Please call the dataset "example_dwh" and make it a multi-regional dataset in the US. Leave all other settings as default and hit "Create dataset":
You should be able to select your dataset now and furthermore be allowed to enter a table name (sales_staging) as well as select "Schema auto detection":
Please reload the "Explorer" page, such that the dataset becomes visible in your project when clicking on the arrow next to your project ID:
You can take a look at the schema (check if the data types are as expected), preview data, or query the table by clicking on the table name:
If not done in the previous step, please select the table "sales_staging" in your project's dataset "example_dwh" and hit "Query → In new tab":
A sample query is created:
Use this SQL code to derive the dimension table "product" and run the query.
-- derive the dimension table product from the source data
SELECT DISTINCT product, product_name FROM `pk-bigdata.example_dwh.sales_staging`
You should see the results in the lower part of the window:
Select "Save results" and save the query result as a new BigQuery table calles "dwh_product":
Store this new table in the same dataset:
In order to set up a productive architecture, we'd need to schedule the query to be executed, e.g. every night after uploading new data to the sales_staging table (which we'll not implement).
Select "Schedule":
Enable the required API:
Afterwards, take a look at the options you get when "creating a new scheduled query":
We can set the repeats (e.g. daily), set the destination table (e.g. our "dwh_product") and define, if we want to append or overwrite data (in our case overwrite would be necessary for the query).
We won't set up the schedule now.
Similar to the dimension table generation, your task is now to derive the sales facts from the staging table. Generate a new table dwh_sales which contains the date, product, and sales_value columns by querying the staging table.
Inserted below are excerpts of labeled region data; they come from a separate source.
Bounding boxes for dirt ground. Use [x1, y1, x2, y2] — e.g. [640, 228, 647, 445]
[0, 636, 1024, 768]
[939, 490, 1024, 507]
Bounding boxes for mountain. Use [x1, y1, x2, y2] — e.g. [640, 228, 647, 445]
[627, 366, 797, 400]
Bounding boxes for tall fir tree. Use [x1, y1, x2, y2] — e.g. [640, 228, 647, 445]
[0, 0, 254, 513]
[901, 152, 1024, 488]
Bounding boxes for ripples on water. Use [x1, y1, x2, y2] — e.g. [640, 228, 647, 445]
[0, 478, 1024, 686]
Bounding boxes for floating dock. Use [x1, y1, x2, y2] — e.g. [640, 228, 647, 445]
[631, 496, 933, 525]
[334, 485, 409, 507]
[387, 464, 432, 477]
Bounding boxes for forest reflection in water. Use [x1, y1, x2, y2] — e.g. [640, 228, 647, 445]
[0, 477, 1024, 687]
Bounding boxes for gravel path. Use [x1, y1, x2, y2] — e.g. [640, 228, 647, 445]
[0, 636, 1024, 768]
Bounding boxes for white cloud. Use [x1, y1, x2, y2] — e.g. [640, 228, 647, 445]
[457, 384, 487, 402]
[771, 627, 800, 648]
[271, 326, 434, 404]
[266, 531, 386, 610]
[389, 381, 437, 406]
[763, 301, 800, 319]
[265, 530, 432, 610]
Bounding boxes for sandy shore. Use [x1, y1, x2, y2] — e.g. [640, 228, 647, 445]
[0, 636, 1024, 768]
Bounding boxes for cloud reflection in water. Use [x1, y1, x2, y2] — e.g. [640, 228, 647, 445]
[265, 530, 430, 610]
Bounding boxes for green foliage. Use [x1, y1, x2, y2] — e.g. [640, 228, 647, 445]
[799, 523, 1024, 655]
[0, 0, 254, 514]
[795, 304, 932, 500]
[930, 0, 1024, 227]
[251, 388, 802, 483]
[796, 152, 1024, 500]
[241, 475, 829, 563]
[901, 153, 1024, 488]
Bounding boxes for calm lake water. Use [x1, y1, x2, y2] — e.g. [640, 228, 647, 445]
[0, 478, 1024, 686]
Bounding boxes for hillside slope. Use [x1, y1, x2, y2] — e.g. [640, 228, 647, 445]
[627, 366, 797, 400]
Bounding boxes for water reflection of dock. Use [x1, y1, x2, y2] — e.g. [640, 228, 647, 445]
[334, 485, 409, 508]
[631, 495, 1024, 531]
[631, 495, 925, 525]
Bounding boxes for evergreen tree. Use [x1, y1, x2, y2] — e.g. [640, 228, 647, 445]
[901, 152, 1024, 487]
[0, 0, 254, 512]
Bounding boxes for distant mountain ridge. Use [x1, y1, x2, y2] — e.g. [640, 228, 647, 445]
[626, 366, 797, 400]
Your query should look like this:
-- derive the sales facts from the source data
SELECT date, product, sales_value FROM `pk-bigdata.example_dwh.sales_staging`;
Your dataset "example_dwh" now should contain three tables.
Go to https://datastudio.google.com and create a new report. In the popup section "add data" select "BigQuery".
You first need to authorize "Looker Studio" (which is datastudio):
Navigate via your project and dataset to the tables "dwh_product". Add this to the report.
Allow adding the data to the report:
Rename the report to "BigData Course - Fundamentals - Sample DWH". You will notice that DataStudio added a visualization (table) already based on the input table:
First, we want to add the previously generated dimension "product" to our datastudio data sources. Please add this BigQuery table by clicking on "Daten hinzufügen" and navigating to the product dimension table. Afterwards, you should see both tables on the right side of the screen:
Select "Resource" and "manage linked data":
Add a join:
First, add a further table to the modeler and define the fields to be used within the join as shown below:
Next, click on "configure join" and define the following join condition:
Add this join to our data model by saving it (lower right part of the screen). You should see another data source:
We can now use fields from both tables (dimension and fact) to, for example, create a line chart of sales over time:
Configure this visualization as follows:
You will probably not notice any costs for BigQuery throughout this course, since you'll stay below the threshold of queries that are for free. Also, we are storing such low data volumes in our use cases currently, that the storage costs will be negligible.
Congratulations, you completed the third lab in our big data fundamentals course. This lab focused on setting up components for a more "traditional" BI architecture. This is, however, very important since the big data architecture will augment the BI architecture, but not replace it completely. Knowing how to set up "normal" ETL processes is very important for all analytics-related projects.